Depuis l’introduction de votre société en bourse il y a trois ans, tout semble se passer pour le mieux. Votre société réalise de beaux bénéfices chaque année, et le cours de l’action est passé de 50 euros à 110 euros. Vous avez dans les caisses de votre entreprise un beau petit trésor de guerre, accumulé au fil du temps, qui atteint désormais 100 millions d’euros (= trésorerie). Soudain, sans que vous ne sachiez trop pourquoi, le cours de l’action de votre entreprise, dont vous détenez encore 50%, s’effondre et passe à 80 euros. Vous vous dites alors : « tiens, pourquoi je n’utiliserais pas une partie du trésor de guerre de l’entreprise afin de racheter des actions à 80 euros, en attendant que cela remonte ; en plus, cela pourrait permettre de rémunérer les meilleurs employés avec des actions de l’entreprise pour les impliquer davantage encore ». Votre idée est donc que le marché n’évalue actuellement pas bien la valeur fondamentale de votre entreprise, et que c’est alors une bonne occasion pour racheter des actions. En plus, vous vous dites « tiens si je rachète des actions et que je montre ma confiance en l’entreprise, cela donnera un signal aux investisseurs comme quoi l’entreprise se porte bien, et fera remonter le cours à sa « juste valeur » ».

 

En plus de cela, un programme de rachat d’actions peut permettre de réduire les coûts d’agence, via la diminution avec le programme de rachat des divergences entre le management et les actionnaires (« moins d’actionnaires = moins de problèmes = moins de coût pour éviter les problèmes »). Enfin, un rachat d’action peut permettre d’optimiser la structure du capital de votre entreprise, c’est à dire la manière dont l’entreprise finance ses actifs par une combinaison entre dette et capitaux propres. Mais bon, restons sur la théorie la plus simple de sous-évaluation, même si empiriquement c’est un peu plus complexe que cela.

 

En 1984, Warren Buffet expliquait que lorsqu’une entreprise était dans une situation financière confortable et estimait que le cours de ses actions était bien en dessous de sa valeur fondamentale, alors le rachat d’action est la meilleure chose possible pour les actionnaires.

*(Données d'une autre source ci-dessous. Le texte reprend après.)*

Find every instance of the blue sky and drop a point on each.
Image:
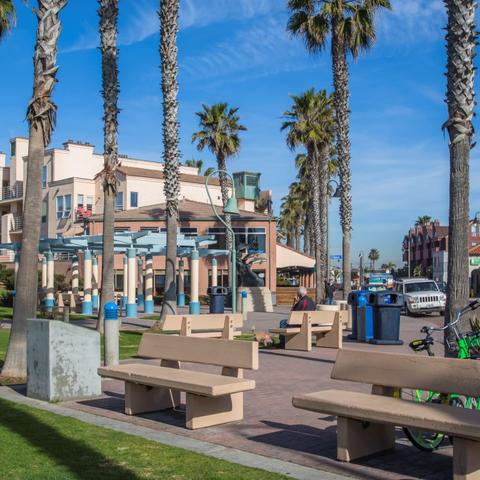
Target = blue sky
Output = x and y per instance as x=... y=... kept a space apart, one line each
x=238 y=51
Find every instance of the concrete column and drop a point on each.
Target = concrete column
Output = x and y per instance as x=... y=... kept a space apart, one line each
x=149 y=307
x=75 y=275
x=132 y=283
x=44 y=274
x=194 y=303
x=50 y=299
x=214 y=272
x=95 y=302
x=181 y=284
x=87 y=308
x=125 y=282
x=140 y=295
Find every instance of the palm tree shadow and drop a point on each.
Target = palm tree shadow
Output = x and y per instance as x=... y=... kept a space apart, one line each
x=81 y=459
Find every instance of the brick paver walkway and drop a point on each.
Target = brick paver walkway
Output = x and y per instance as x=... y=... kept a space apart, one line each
x=272 y=427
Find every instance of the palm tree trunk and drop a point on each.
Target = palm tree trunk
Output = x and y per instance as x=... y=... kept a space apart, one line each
x=341 y=101
x=108 y=13
x=41 y=117
x=169 y=10
x=461 y=42
x=319 y=267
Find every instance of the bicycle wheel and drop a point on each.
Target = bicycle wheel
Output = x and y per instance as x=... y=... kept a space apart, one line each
x=423 y=439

« When companies with outstanding businesses and comfortable financial positions find their shares selling far below intrinsic value in the marketplace, no alternative action can benefit shareholders as surely as repurchases. » Warren Buffet

 

Mais pourtant, suite à la mise en place de votre programme de rachat d’actions, et à votre grande surprise, le cours de l’action de votre entreprise dégringole. Il existe en effet deux théories opposées à propos de l’impact d’un programme de rachat d’action sur le cours boursier. La première théorie, celle sur laquelle vous vous étiez basée, est celle de la « sous-évaluation » (« undervaluation theory »). Mais il en existe aussi une autre, celle du signal négatif (« negative outlook theory »). Selon cette théorie, un rachat d’action ne montre pas la bonne santé d’une entreprise, mais au contraire un manque total d’inspiration et de projets, car au lieu d’investir ce trésor de guerre pour assurer le développement futur de l’entreprise (recherche et développement, investissement physique, nouveaux projets…), l’entreprise n’a aucune idée et préfère juste racheter des actions (processus qui ne crée pas de valeur directement).

Mais en réalité, quel effet domine ? Si l’on s’intéresse d’un point de vue empirique, l’annonce de la mise en place d’un programme de rachat d’actions a en moyenne un effet positif sur le cours boursier d’une entreprise (Vermaelen (1981), Baker & al, 2003)). C’est d’ailleurs l’effet qui semble se dégager en ce qui concerne l’annonce de rachat d’action de la part d’Apple (une étude plus approfondie serait cependant nécessaire).

 

Pourtant, selon la théorie financière, un rachat d’action, tout comme le versement d’un dividende (voir « L’impact du versement d’un dividende sur le cours d’une action« ), devrait être neutre pour les actionnaires car cette opération n’est pas créatrice de valeur. Pour expliquer empiriquement les résultats positifs, il convient donc d’analyser cela sous le regard de la théorie des signaux (signal positif de sous-évaluation ou signal négatif de « je sais pas quoi faire de mon cash j’ai pas d’idée) ainsi que sous le regard de la théorie de l’agence, ou bien encore en prenant en compte le rôle de la fiscalité (taxations différentes entre plus-values, dividendes, rachat d’action…)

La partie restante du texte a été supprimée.